To read the texts click on the texts: 1 Corinthians 5:1-8; Lk 6:6-11
This is the second Sabbath controversy story. Already at the beginning we are told that the day is a Sabbath and that Jesus goes to the synagogue to teach. In this context, his teaching is not only in words but also in deeds by means of a situation from life.. Only Luke of all the three evangelists tells us that it was the man’s right hand that was withered. This was the hand normally used for work, gesturing and greeting. He would have had to do all of the above with the left hand, which ordinarily was not to be used in public. The scribes and Pharisees are also introduced into the scene, so that there are four parties: Jesus, the man with the crippled hand, the scribes and Pharisees and those who were in the synagogue. While the crippled man sees Jesus as a potential healer, the scribes and Pharisees pose an obstacle to the healing. Jesus makes a public example of the man. All will see what he is about to do.
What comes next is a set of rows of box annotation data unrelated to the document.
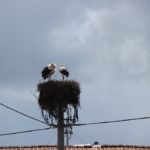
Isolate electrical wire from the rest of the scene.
[0,127,51,136]
[74,116,150,126]
[0,102,48,125]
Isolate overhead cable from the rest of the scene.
[74,116,150,126]
[0,102,47,125]
[0,127,51,136]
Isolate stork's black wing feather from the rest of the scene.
[41,67,50,79]
[60,69,69,77]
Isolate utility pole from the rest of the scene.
[57,103,64,150]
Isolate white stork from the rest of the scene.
[59,65,69,80]
[41,64,56,79]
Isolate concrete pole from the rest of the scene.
[58,104,64,150]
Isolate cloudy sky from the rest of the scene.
[0,0,150,146]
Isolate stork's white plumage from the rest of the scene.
[59,65,69,80]
[41,64,56,79]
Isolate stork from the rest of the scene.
[59,65,69,80]
[41,64,56,80]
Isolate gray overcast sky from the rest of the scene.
[0,0,150,146]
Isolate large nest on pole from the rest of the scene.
[38,80,80,123]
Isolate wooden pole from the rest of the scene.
[58,104,64,150]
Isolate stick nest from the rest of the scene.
[38,80,80,123]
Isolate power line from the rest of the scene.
[74,116,150,126]
[0,127,50,136]
[0,102,48,125]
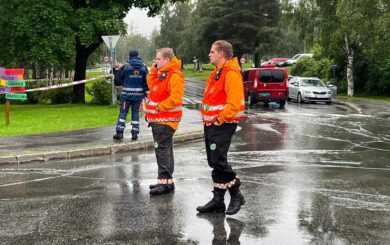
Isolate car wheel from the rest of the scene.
[297,93,303,104]
[279,100,286,109]
[247,92,256,106]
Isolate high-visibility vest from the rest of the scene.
[143,70,184,122]
[200,67,245,125]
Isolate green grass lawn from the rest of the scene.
[0,104,119,136]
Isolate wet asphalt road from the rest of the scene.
[0,81,390,244]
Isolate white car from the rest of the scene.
[288,77,332,105]
[284,54,314,66]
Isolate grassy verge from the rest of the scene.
[0,104,119,136]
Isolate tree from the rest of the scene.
[197,0,279,67]
[72,0,183,103]
[285,0,389,96]
[0,0,184,103]
[155,2,193,62]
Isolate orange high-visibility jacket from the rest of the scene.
[143,57,184,130]
[200,58,245,125]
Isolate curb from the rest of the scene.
[0,131,203,165]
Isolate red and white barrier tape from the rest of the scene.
[24,77,73,82]
[26,74,111,93]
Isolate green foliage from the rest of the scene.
[291,57,332,82]
[365,59,390,95]
[116,33,156,64]
[0,102,118,136]
[86,78,112,105]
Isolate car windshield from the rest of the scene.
[301,79,326,87]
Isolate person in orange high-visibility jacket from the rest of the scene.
[196,40,245,215]
[143,48,184,195]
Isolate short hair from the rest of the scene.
[213,40,233,60]
[156,48,175,60]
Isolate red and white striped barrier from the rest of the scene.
[26,74,111,93]
[24,77,73,82]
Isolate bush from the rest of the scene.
[87,78,112,105]
[291,57,332,82]
[365,59,390,95]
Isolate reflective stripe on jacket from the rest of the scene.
[201,58,245,125]
[143,70,184,122]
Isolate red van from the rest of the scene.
[260,58,289,68]
[242,68,288,108]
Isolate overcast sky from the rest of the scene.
[124,8,161,36]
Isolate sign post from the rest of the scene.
[5,99,9,125]
[0,68,27,125]
[102,35,119,105]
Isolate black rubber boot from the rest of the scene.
[196,188,226,213]
[226,179,245,215]
[112,131,123,140]
[226,218,245,244]
[149,183,175,190]
[149,184,175,195]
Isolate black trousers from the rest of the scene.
[204,123,237,184]
[151,123,175,179]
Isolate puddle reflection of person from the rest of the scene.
[197,213,245,245]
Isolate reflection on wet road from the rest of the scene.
[0,98,390,244]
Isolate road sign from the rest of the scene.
[0,87,10,93]
[7,81,26,87]
[5,93,27,100]
[0,75,23,81]
[5,68,24,75]
[103,56,110,63]
[9,87,26,93]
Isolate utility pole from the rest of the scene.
[102,35,119,105]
Before the healing, Jesus asks a question, which poses two sets of antitheses: to do good or to do evil, to save life or to destroy it. Sabbath observance is defined positively, not in terms of what one will do, but in terms of what one must do. The question brings out the dichotomy that existed in their own lives, because though they would not want a man to be healed from his illness on that holy day, they would have no qualms about discussing the “best way to deal with Jesus” on that same holy day. They preferred the law to life and love.
We might tend after reading this story to condemn the Pharisees and scribes. However, we too often behave as they did. We might attend a Eucharistic celebration and wish everyone in the church the peace of Christ, eat the same bread and yet come out of the church continuing to keep feelings of resentment and anger against our neighbours in our hearts.